Methods inherited from class java.lang.Object
clone, equals, finalize, getClass, hashCode, notify, notifyAll, toString, wait, wait, wait
 

Field Detail

_rcsid

public static final java.lang.String _rcsid
See Also:
Constant Field Values

robotsCacheClass

protected static RobotsManager.RobotsCacheClass robotsCacheClass

hostField

protected static final java.lang.String hostField
See Also:
Constant Field Values

robotsField

protected static final java.lang.String robotsField
See Also:
Constant Field Values

expirationField

protected static final java.lang.String expirationField
See Also:
Constant Field Values
Constructor Detail

RobotsManager

public RobotsManager(org.apache.manifoldcf.core.interfaces.IThreadContext tc,
                     org.apache.manifoldcf.core.interfaces.IDBInterface database)
              throws org.apache.manifoldcf.core.interfaces.ManifoldCFException
Constructor.

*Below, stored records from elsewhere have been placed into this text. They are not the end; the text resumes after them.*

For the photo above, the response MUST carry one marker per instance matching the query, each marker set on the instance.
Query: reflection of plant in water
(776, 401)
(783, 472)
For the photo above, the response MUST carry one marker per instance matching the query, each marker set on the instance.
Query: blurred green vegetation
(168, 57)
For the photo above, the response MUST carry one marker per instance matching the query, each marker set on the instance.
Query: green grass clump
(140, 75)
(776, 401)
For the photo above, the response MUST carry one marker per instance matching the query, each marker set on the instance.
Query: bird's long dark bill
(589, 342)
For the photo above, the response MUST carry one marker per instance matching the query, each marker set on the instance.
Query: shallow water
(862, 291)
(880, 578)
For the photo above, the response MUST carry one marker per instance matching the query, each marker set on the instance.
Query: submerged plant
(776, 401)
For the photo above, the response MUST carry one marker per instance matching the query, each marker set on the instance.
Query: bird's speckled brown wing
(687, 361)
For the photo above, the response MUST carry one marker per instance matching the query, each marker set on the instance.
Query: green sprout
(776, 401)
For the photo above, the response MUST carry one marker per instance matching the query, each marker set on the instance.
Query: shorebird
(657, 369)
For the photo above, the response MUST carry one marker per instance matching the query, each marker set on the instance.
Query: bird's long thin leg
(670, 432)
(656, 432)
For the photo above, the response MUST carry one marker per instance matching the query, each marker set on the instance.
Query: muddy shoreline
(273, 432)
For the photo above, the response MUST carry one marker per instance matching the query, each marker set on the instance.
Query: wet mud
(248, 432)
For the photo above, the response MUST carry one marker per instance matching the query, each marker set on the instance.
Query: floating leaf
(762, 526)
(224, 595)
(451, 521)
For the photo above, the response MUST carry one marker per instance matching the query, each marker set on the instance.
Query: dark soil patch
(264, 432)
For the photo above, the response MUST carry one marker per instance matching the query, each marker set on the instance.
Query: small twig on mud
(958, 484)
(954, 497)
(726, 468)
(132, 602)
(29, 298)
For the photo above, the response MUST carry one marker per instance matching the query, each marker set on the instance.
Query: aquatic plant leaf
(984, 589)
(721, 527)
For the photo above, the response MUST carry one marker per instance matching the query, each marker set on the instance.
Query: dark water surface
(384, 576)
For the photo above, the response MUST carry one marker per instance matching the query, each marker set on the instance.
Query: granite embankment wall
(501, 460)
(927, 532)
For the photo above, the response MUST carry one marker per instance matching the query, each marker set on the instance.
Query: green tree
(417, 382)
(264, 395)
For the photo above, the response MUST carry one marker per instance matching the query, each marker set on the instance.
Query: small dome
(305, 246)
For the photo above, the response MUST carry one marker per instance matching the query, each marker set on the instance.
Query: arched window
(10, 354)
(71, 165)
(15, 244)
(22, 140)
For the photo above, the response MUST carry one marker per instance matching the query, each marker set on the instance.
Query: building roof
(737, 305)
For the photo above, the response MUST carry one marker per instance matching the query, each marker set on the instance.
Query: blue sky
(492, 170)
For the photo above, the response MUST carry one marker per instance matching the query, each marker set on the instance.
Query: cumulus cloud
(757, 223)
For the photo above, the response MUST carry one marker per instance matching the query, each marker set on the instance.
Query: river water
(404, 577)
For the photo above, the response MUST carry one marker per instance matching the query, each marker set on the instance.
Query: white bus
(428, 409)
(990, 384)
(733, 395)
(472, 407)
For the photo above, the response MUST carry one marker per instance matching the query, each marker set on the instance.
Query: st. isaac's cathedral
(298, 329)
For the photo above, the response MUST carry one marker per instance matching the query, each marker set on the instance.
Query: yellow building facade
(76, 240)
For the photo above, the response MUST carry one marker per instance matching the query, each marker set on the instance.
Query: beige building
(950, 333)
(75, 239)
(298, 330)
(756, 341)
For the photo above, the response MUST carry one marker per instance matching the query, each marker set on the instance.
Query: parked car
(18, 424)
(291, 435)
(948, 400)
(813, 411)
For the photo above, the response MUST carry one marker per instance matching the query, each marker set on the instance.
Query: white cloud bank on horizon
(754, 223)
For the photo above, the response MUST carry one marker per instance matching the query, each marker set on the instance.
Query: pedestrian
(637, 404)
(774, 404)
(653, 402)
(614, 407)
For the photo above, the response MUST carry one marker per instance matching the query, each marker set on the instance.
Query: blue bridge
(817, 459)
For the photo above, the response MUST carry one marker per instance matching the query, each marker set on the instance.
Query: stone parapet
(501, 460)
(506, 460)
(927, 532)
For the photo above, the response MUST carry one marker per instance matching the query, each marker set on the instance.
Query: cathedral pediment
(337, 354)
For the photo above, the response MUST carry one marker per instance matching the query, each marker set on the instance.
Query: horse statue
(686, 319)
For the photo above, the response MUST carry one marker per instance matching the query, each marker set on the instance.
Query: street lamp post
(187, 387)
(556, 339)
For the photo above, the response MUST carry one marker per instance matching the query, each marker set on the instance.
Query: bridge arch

Note that one robotsmanager handle is only useful within a specific thread context, so the calling connector object logic must recreate the handle whenever the thread context changes.

Parameters:
tc - is the thread context.
database - is the database handle.
Throws:
org.apache.manifoldcf.core.interfaces.ManifoldCFException
Method Detail

install

public void install()
             throws org.apache.manifoldcf.core.interfaces.ManifoldCFException
Install the manager.

Throws:
org.apache.manifoldcf.core.interfaces.ManifoldCFException

deinstall

public void deinstall()
               throws org.apache.manifoldcf.core.interfaces.ManifoldCFException
Uninstall the manager.

Throws:
org.apache.manifoldcf.core.interfaces.ManifoldCFException

checkFetchAllowed

public java.lang.Boolean checkFetchAllowed(java.lang.String userAgent,
                                           java.lang.String hostName,
                                           long currentTime,
                                           java.lang.String pathString,
                                           org.apache.manifoldcf.crawler.interfaces.IVersionActivity activities)
                                    throws org.apache.manifoldcf.core.interfaces.ManifoldCFException
Read robots.txt data from the cache or from the database.

Parameters:
hostName - is the host for which the data is desired.
currentTime - is the time of the check.
Returns:
null if the record needs to be fetched, true if fetch is allowed.
Throws:
org.apache.manifoldcf.core.interfaces.ManifoldCFException

writeRobotsData

public void writeRobotsData(java.lang.String hostName,
                            long expirationTime,
                            java.io.InputStream data)
                     throws org.apache.manifoldcf.core.interfaces.ManifoldCFException,
                            java.io.IOException
Write robots.txt, replacing any existing row.

Parameters:
hostName - is the host.
expirationTime - is the time this data should expire.
data - is the robots data stream. May be null.
Throws:
org.apache.manifoldcf.core.interfaces.ManifoldCFException
java.io.IOException

getRobotsKey

protected static java.lang.String getRobotsKey(java.lang.String hostName)
Construct a key which represents an individual host name.

Parameters:
hostName - is the name of the connector.
Returns:
the cache key.

readRobotsData

protected RobotsManager.RobotsData readRobotsData(java.lang.String hostName,
                                                  org.apache.manifoldcf.crawler.interfaces.IVersionActivity activities)
                                           throws org.apache.manifoldcf.core.interfaces.ManifoldCFException
Read robots data, if it exists.

Returns:
null if the data doesn't exist at all. Return robots data if it does.
Throws:
org.apache.manifoldcf.core.interfaces.ManifoldCFException

makeReadable

protected static java.lang.String makeReadable(java.lang.String inputString)
Convert a string from the robots file into a readable form that does NOT contain NUL characters (since postgresql does not accept those).


doesPathMatch

protected static boolean doesPathMatch(java.lang.String path,
                                       java.lang.String spec)
Check if path matches specification


doesPathMatch

protected static boolean doesPathMatch(java.lang.String path,
                                       int pathIndex,
                                       java.lang.String spec,
                                       int specIndex)
Recursive method for matching specification to path.